Even with locked clocks, sustained benchmarks on physical hardware can trigger thermal throttling if the device approaches its temperature limit. Signs of throttling:
- Startup times that increase monotonically across iterations (not random noise).
- Frame p99 that is higher for
scrollAnimatedList_optimizedthan forscrollAnimatedList_unoptimized(impossible without throttling — the unoptimized path does more work).
If you observe these patterns, let the device cool for 5–10 minutes and re-run.

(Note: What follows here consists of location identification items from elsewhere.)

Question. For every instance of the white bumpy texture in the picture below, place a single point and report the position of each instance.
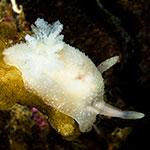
(61, 75)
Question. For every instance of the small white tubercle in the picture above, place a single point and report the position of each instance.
(64, 77)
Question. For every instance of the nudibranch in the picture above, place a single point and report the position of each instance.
(63, 76)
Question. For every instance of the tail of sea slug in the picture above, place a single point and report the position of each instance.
(108, 110)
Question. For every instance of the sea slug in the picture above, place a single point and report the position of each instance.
(63, 76)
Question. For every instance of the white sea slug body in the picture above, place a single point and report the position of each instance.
(64, 77)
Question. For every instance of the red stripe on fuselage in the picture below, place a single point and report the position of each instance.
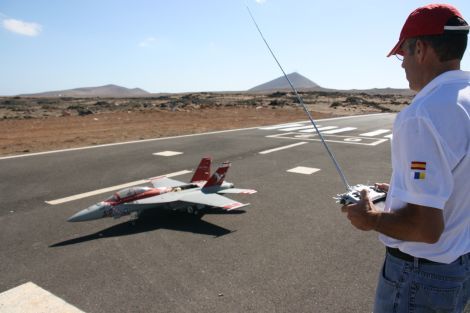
(146, 194)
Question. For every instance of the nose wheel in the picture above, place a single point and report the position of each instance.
(193, 210)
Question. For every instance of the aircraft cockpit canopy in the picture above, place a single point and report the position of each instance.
(128, 192)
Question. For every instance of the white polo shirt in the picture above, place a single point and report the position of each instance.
(431, 164)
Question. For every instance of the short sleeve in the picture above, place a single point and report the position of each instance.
(421, 170)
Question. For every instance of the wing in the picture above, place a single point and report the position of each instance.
(237, 190)
(163, 181)
(198, 197)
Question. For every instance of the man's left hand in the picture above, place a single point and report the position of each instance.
(363, 215)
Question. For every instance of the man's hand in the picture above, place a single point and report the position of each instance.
(363, 215)
(382, 186)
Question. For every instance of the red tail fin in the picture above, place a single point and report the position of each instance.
(203, 170)
(218, 177)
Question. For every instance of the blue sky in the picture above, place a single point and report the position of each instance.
(205, 45)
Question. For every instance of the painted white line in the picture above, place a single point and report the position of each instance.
(304, 170)
(375, 133)
(30, 298)
(182, 136)
(167, 153)
(283, 147)
(280, 126)
(297, 128)
(378, 142)
(341, 130)
(109, 189)
(312, 130)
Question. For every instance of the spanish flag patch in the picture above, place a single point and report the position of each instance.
(416, 165)
(418, 175)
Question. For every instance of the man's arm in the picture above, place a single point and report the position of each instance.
(410, 223)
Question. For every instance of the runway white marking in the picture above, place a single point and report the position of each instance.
(366, 141)
(109, 189)
(312, 130)
(304, 170)
(282, 148)
(299, 123)
(30, 298)
(281, 126)
(375, 133)
(288, 129)
(340, 130)
(167, 153)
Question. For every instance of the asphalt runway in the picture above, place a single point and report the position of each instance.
(291, 250)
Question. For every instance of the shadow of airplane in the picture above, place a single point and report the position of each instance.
(150, 221)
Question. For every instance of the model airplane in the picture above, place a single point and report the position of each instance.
(204, 191)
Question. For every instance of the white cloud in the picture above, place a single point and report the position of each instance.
(146, 42)
(22, 28)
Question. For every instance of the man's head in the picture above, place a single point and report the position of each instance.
(433, 40)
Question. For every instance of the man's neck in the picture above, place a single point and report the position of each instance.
(437, 69)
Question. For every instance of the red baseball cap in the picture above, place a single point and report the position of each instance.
(427, 20)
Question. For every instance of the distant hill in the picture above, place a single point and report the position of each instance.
(302, 83)
(280, 83)
(101, 91)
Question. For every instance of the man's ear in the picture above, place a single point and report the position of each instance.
(421, 49)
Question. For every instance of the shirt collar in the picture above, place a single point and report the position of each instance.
(440, 79)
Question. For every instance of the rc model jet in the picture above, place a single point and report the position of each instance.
(203, 192)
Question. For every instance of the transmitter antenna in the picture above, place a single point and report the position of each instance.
(299, 98)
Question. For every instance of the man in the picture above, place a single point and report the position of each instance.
(425, 225)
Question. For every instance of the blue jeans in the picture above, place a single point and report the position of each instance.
(416, 287)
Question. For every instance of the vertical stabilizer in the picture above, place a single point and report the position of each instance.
(203, 171)
(218, 177)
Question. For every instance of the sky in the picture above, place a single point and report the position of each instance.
(206, 45)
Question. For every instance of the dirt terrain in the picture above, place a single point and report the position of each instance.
(40, 124)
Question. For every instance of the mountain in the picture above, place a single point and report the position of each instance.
(101, 91)
(299, 82)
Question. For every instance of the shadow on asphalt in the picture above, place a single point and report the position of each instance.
(158, 220)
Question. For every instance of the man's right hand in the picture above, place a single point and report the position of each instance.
(382, 186)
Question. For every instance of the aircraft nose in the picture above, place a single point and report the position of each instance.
(92, 213)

Plugging in USB-C power delivery can worsen thermals on some devices; consider unplugging during the run.
| The numbers DO reflect | The numbers DO NOT reflect |
|---|---|
| Regression introduced in the code under test | Absolute production performance on a user's device |
| Relative improvement from a specific optimisation | Performance under network I/O or database load |
| Worst-case startup before ART profiling | Performance after a user's device has profiled and compiled the app |
| Per-frame Compose rendering cost | GPU-bound rendering (these benchmarks are CPU-bound) |
| Recomposition pass count (unit test metric) | Number of composables recomposed within a single pass |
Recomposition counts in RecompositionBenchmark measure Recomposer.changeCount — the number
of complete composition passes applied, not the number of individual composables that re-ran.
One click that triggers one state change = one pass = delta of 1 in the optimised build.
The assertion assertEquals(1L, delta) verifies no cascading second pass was triggered; it
does not verify which composables were skipped within that pass. Use Layout Inspector's
recomposition highlighting to inspect per-composable skip behaviour.